The RCrane method results in highly accurate backbone structure. (a) Jackknife validation shows that conformer predictions are highly accurate. Prediction accuracy for conformers ranked as most likely, second most likely, etc., by the conformer prediction process. Standard error is <0.3% for all bars. (b, c) The sarcin/ricin domain (PDB code: 1Q9A; Correll et al. 2003) and guanine riboswitch (PDB code: 2EES; Gilbert et al. 2007) crystal structures were rebuilt using RCrane. The rebuilding used only the published phosphate and base coordinates, and was able to accurately and automatically reconstruct the backbone. Shown here are (b) the S-motif from the sarcin/ricin domain and (c) the J1/2 linker from the guanine riboswitch. The original structures are shown as green sticks and the rebuilt structures are shown in ball-and-stick representation. Atoms built within 0.5 Å of the published coordinates are shown as white spheres, and atoms built within 0.8 Å are shown in yellow. Suite numbers and conformers are labeled. Note that the rebuilt structure has not been minimized or refined against the electron density. Figure reprinted from Keating & Pyle (2010) with permission.

Fig. 19

RNA strands can be accurately rebuilt by computationally joining nucleotides with similar η/θ values from other structures. (a) An example of an in silico tetraloop superimposed on the original (1S72 0:8994; Klein et al. 2004).

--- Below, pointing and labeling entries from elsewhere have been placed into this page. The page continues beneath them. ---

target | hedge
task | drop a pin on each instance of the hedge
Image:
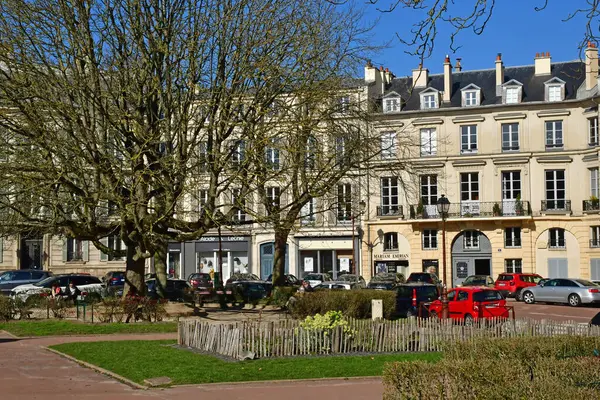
(352, 303)
(517, 368)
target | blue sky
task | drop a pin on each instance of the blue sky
(516, 30)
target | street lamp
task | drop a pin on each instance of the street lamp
(362, 206)
(443, 206)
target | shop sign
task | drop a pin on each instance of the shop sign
(223, 239)
(391, 256)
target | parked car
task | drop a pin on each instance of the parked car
(316, 278)
(411, 296)
(574, 292)
(471, 304)
(512, 285)
(478, 280)
(12, 279)
(357, 282)
(201, 281)
(290, 280)
(176, 290)
(386, 281)
(84, 282)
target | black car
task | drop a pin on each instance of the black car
(11, 279)
(176, 290)
(410, 298)
(386, 281)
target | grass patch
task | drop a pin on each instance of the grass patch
(60, 328)
(139, 360)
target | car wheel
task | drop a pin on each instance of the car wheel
(469, 321)
(528, 298)
(574, 300)
(519, 295)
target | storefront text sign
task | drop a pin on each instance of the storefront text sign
(391, 256)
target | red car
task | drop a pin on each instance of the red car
(511, 285)
(470, 304)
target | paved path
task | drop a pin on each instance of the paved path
(27, 371)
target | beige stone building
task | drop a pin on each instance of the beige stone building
(516, 152)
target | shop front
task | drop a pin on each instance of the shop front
(325, 255)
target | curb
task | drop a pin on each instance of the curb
(97, 369)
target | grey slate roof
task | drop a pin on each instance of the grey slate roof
(572, 72)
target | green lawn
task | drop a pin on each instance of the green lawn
(139, 360)
(58, 327)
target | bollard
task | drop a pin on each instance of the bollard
(376, 309)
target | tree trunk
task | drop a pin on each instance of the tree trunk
(279, 258)
(160, 267)
(134, 273)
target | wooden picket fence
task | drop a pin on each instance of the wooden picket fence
(287, 338)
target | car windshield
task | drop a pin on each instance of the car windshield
(44, 282)
(384, 277)
(313, 277)
(487, 295)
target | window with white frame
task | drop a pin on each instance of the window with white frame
(273, 195)
(513, 265)
(389, 196)
(344, 203)
(429, 101)
(391, 105)
(594, 190)
(556, 238)
(468, 139)
(429, 190)
(595, 236)
(510, 137)
(512, 237)
(428, 142)
(554, 134)
(512, 95)
(390, 241)
(555, 93)
(429, 239)
(471, 240)
(238, 203)
(469, 186)
(272, 158)
(471, 98)
(308, 212)
(389, 148)
(593, 131)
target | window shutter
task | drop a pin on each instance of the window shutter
(86, 250)
(103, 255)
(65, 247)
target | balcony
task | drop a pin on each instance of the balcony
(390, 211)
(556, 206)
(476, 209)
(591, 206)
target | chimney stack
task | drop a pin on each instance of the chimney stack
(447, 80)
(542, 64)
(458, 67)
(591, 66)
(499, 74)
(420, 76)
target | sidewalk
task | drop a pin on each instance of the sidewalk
(28, 371)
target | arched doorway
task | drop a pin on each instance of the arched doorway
(471, 255)
(267, 259)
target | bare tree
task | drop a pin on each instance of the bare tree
(114, 111)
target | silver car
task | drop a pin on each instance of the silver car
(571, 291)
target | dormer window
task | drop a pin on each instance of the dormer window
(512, 92)
(471, 96)
(555, 89)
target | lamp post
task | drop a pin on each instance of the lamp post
(361, 207)
(443, 206)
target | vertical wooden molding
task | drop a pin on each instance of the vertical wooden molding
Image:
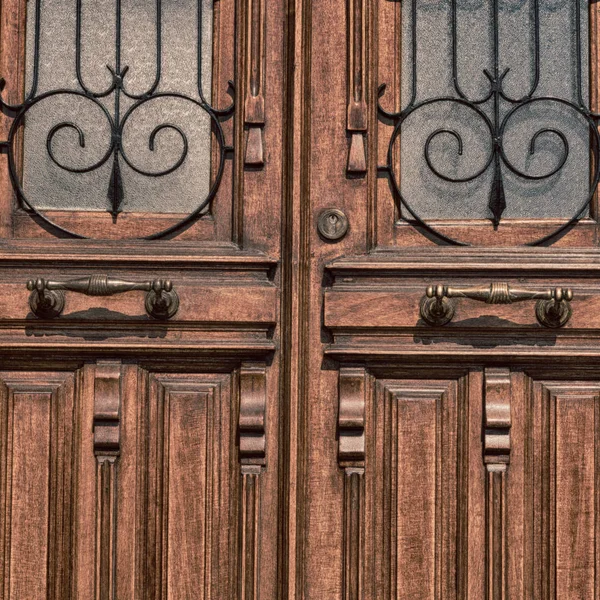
(351, 458)
(107, 406)
(496, 456)
(357, 106)
(252, 440)
(254, 105)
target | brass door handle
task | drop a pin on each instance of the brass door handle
(47, 298)
(553, 308)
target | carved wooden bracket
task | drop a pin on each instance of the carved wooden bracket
(252, 438)
(357, 106)
(107, 408)
(351, 419)
(253, 405)
(496, 456)
(254, 104)
(351, 457)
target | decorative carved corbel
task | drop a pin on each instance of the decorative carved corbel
(107, 408)
(252, 441)
(254, 105)
(496, 456)
(357, 106)
(351, 457)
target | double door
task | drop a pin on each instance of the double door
(332, 359)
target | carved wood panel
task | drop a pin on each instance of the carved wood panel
(38, 428)
(120, 482)
(482, 484)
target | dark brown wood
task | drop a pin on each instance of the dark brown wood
(296, 431)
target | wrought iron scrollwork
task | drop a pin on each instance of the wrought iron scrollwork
(117, 118)
(494, 112)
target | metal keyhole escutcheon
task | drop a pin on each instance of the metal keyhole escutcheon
(332, 224)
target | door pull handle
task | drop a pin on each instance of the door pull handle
(47, 298)
(553, 307)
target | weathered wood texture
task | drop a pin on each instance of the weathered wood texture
(297, 432)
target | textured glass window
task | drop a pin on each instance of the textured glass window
(118, 42)
(446, 145)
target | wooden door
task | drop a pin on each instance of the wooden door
(140, 372)
(299, 300)
(465, 460)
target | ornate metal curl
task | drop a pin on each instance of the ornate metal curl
(117, 122)
(496, 124)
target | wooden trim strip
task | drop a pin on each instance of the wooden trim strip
(357, 106)
(496, 456)
(107, 408)
(254, 104)
(351, 457)
(252, 454)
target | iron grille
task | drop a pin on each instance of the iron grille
(118, 114)
(494, 111)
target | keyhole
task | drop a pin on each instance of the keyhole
(333, 223)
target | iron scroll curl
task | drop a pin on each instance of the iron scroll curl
(495, 110)
(118, 118)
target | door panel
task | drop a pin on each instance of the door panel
(38, 421)
(419, 430)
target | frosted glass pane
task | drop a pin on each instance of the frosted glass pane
(46, 184)
(559, 196)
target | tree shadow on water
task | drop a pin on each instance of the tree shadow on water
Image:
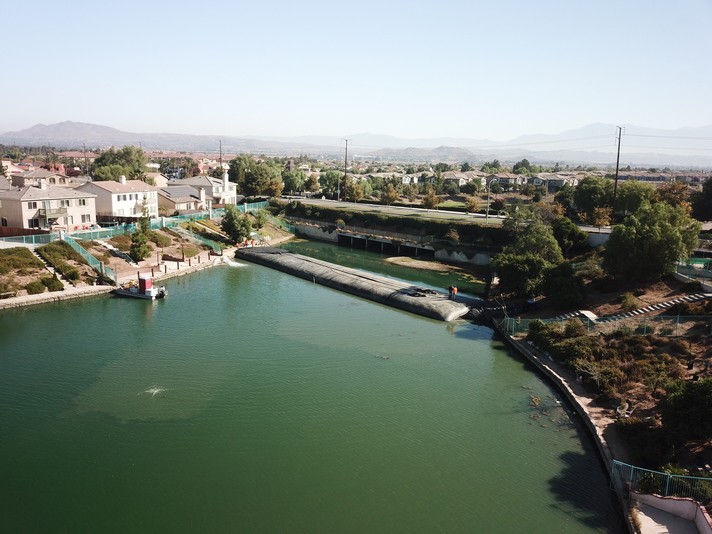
(582, 491)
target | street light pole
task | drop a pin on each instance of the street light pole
(489, 185)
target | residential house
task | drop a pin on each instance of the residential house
(159, 179)
(10, 168)
(182, 198)
(124, 199)
(47, 207)
(508, 178)
(217, 191)
(36, 176)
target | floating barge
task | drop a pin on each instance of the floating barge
(387, 291)
(144, 289)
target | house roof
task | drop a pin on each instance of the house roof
(32, 192)
(130, 186)
(205, 181)
(40, 173)
(179, 193)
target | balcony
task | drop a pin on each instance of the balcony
(53, 213)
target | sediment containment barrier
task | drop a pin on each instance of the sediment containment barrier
(387, 291)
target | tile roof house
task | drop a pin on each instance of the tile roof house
(45, 206)
(182, 198)
(125, 198)
(218, 191)
(35, 176)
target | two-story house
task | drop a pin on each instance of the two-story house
(123, 200)
(47, 207)
(217, 191)
(182, 198)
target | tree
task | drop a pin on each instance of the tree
(565, 196)
(237, 227)
(569, 236)
(561, 286)
(702, 202)
(675, 194)
(389, 195)
(109, 172)
(631, 194)
(294, 180)
(600, 217)
(354, 191)
(140, 249)
(131, 158)
(519, 273)
(274, 188)
(431, 200)
(521, 265)
(472, 204)
(687, 414)
(593, 192)
(521, 167)
(650, 242)
(312, 184)
(330, 181)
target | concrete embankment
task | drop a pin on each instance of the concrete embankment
(387, 291)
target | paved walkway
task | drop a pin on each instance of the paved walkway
(639, 311)
(654, 521)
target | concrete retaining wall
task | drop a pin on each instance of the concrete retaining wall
(316, 232)
(401, 295)
(684, 508)
(459, 257)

The backbone RMSD of the in silico strand (red) to the original tetraloop (blue) is 0.78 Å, despite the fact the nucleotides used to build the strand do not belong to any naturally occurring tetraloop. (b) A bulge region (1S72 0:1391–1398; Klein et al. 2004) from the 50 S ribosomal subunit. The in silico strand (blue) superimposed on the original (red) with a backbone RMSD of 0.91 Å. Figure reprinted from Wadley et al. (2007) with permission.

Fig. 20

Data filtering is important for η − θ plots. All plots shown here were constructed using the RNA05 dataset (Richardson et al. 2008) with differing filtering criteria. (a) Plots with no filtering applied. 7,372 C3′-endo (top) and 791 C2′-endo (bottom) nucleotides are shown, (b) Plots where nucleotides containing atoms with B factors >60 have been excluded. 3733 C3′-endo (top) and 458 C2′-endo (bottom) nucleotides remain. (c) Plots with additional quality filters applied to remove nucleotides containing a steric clash (van der Waals overlap > 0.4 Å, as measured by MolProbity clashscore; Word et al. 1999). 1548 nucleotides C3′-endo (top) and 218 C2′-endo (bottom) nucleotides remain and are shown in the plot. Note that for all plots in a–c, only nucleotides with a well-defined sugar pucker are shown (C3′-endo: δ = 84 ± 30, pseudo-phase angle of furanose ring (Saenger, 1984) between 0°–36° ± 18°, base–phosphate perpendicular distance >2.9 Å; C2′-endo: (δ = 147 ± 30, pseudo-phase angle of furanose ring between 144°–180° ± 18°, base-phosphate perpendicular distance ≤2.9 Å). Additionally, for nucleotides with alternative conformations, only the first instance listed in the pdb file was used.